Pratt was predeceased by her partner and spouse of more than 22 years, renowned trans activist and author Leslie Feinberg, who died in 2014. She is survived by “her two sons and their partners, five grandchildren, and a chosen family of friends and loved ones,” per her obituary in the Syracuse Post Standard.
Cheri A. Pies, whose book, “Considering Parenthood: A Workbook for Lesbians,” helped innumerable queer women become parents during the 1980s “gayby boom,” died from cancer on July 4 at the age of 73. The book, published through lesbian feminist press Spinsters Ink in 1985 (and updated in 1988), evolved from two influences: Pies’ work in the 1970s running Planned Parenthood workshops for straight women contemplating motherhood, and her own experience becoming an adoptive parent in 1978 with her then-partner. Pies realized that she and other lesbians considering parenthood could benefit from group workshops, too. She held the first one in her living room in 1978 and 25 women attended.
“Considering Parenthood” drew on these workshops to offer practical tips, questions to ask oneself, and plentiful quotes drawn from the hundreds of lesbians Pies had worked with, covering not only how to start a family as a lesbian parent, but also how to help it thrive.
Pies, who got her doctorate in public health education in 1993 from the University of California-Berkeley, spent the bulk of her career as a clinical professor at that university’s School of Public Health, researching ways of addressing social and economic inequities that influence birth outcomes and generational health. A popular teacher and mentor, she also published dozens of papers and was nationally recognized many times for her contributions to public health.
She is survived by her spouse Melina Linder; sisters Lois Goldberg and Stacy Pies; and “a legion of honorary children and grandchildren in families with lesbian and gay parents who were conceived because of her work,” notes her obituary at the Berkeley Public Health website.
Dr.
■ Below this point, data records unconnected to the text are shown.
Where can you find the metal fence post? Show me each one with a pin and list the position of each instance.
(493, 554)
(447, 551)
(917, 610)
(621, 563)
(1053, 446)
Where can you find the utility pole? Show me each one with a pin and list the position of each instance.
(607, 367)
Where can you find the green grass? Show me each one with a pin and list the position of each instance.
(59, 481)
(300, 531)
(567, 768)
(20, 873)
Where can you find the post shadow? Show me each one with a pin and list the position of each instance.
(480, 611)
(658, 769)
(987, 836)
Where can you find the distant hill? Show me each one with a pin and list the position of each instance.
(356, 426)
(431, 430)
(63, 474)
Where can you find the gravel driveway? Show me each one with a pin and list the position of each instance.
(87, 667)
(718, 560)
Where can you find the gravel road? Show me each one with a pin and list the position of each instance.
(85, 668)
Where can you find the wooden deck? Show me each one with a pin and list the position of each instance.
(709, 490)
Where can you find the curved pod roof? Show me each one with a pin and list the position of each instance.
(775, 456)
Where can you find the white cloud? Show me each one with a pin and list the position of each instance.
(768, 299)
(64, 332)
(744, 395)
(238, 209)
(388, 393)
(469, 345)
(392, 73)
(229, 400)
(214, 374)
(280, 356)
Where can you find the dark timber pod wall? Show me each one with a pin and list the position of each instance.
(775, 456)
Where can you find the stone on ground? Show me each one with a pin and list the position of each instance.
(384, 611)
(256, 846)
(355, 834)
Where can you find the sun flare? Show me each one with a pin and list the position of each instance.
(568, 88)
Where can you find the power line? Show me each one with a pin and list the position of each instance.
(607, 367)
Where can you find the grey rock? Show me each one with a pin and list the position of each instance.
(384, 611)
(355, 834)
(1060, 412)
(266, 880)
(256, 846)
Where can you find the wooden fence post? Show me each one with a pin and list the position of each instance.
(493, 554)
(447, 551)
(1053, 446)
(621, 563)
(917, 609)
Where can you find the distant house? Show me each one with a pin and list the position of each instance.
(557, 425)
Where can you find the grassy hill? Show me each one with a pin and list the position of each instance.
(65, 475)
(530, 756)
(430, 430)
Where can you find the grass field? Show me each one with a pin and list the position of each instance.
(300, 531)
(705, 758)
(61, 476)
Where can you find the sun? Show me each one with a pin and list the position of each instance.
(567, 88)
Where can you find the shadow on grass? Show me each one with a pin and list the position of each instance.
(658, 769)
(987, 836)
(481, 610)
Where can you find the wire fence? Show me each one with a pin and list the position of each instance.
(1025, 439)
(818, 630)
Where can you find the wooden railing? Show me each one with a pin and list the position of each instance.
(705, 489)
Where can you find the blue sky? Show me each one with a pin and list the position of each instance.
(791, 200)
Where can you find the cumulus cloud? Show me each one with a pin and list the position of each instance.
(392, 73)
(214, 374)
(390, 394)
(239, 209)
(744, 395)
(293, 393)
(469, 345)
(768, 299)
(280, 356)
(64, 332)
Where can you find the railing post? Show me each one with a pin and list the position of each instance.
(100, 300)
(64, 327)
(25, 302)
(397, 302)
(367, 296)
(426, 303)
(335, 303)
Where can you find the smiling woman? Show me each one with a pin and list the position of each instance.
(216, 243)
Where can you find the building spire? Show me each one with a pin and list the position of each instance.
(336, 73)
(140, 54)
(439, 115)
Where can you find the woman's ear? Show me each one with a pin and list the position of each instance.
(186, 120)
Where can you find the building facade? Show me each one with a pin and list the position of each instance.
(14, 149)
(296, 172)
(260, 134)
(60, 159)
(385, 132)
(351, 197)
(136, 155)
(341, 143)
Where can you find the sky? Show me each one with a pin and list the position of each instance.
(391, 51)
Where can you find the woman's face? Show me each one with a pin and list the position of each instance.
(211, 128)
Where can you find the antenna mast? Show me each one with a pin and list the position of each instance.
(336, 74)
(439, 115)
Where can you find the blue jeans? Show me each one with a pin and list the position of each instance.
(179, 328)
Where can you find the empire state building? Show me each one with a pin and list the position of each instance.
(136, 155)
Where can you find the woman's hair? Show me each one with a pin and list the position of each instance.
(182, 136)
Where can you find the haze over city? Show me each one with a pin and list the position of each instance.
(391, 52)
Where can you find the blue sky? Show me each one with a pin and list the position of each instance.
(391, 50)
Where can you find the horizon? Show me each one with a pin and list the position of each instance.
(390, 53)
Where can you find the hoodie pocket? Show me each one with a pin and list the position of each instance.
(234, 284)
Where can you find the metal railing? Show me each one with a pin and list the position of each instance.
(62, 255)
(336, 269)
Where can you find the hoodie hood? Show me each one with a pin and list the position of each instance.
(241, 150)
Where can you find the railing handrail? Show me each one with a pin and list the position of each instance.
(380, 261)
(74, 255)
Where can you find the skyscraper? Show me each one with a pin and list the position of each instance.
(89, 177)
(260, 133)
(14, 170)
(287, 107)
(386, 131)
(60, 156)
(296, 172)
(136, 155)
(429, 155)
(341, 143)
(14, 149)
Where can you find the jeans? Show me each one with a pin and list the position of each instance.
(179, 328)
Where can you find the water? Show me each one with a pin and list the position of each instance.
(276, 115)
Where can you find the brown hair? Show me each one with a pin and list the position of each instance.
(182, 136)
Susan Love, one of the world’s foremost breast cancer researchers and a visionary leader in breast cancer advocacy, died at age 75 on July 2. She was also part of a groundbreaking parenting case in Massachusetts.
Love was an early proponent of cancer surgery that conserves as much breast tissue as possible. She also helped found the breast cancer advocacy movement in the early 1990s. In 1995, she became medical director of the Santa Barbara Breast Cancer Institute, and retired from active surgery a year later to focus on finding the cause of breast cancer. The institute was renamed in her honor in 2000 and is now the Dr. Susan Love Foundation for Breast Cancer Research.
“Dr. Susan Love’s Breast Book” first published in 1990, is widely recognized as a seminal book on breast cancer for patients and others. It will be released in its seventh edition this fall.
Love earned a business degree from UCLA’s Anderson School in 1998 and was appointed by President Clinton to the National Cancer Advisory Board, where she served from 1998 to 2004.
When she and her partner (later spouse) Helen Cooksey, MD, had their daughter in 1988, only Love, her gestational mother, was recognized as the legal parent. In 1993, the Massachusetts Supreme Judicial Court granted the women the right to jointly adopt her, the first time a same-sex couple had been allowed to do so in the state.
Ten years later, Massachusetts Chief Justice Margaret H. Marshall, in the landmark Goodridge decision that made Massachusetts the first U.S. state to allow same-sex couples to marry, cited their case among others to support her statement that, “Protecting the welfare of children is a paramount State policy. Restricting marriage to opposite-sex couples, however, cannot plausibly further this policy.”
Love is survived by her wife Helen Cooksey and their daughter Katie Patton-LoveCooksey and her wife, Diana Patton-LoveCooksey, per the Foundation’s website.
May the memories of all three women and their work continue to sustain us.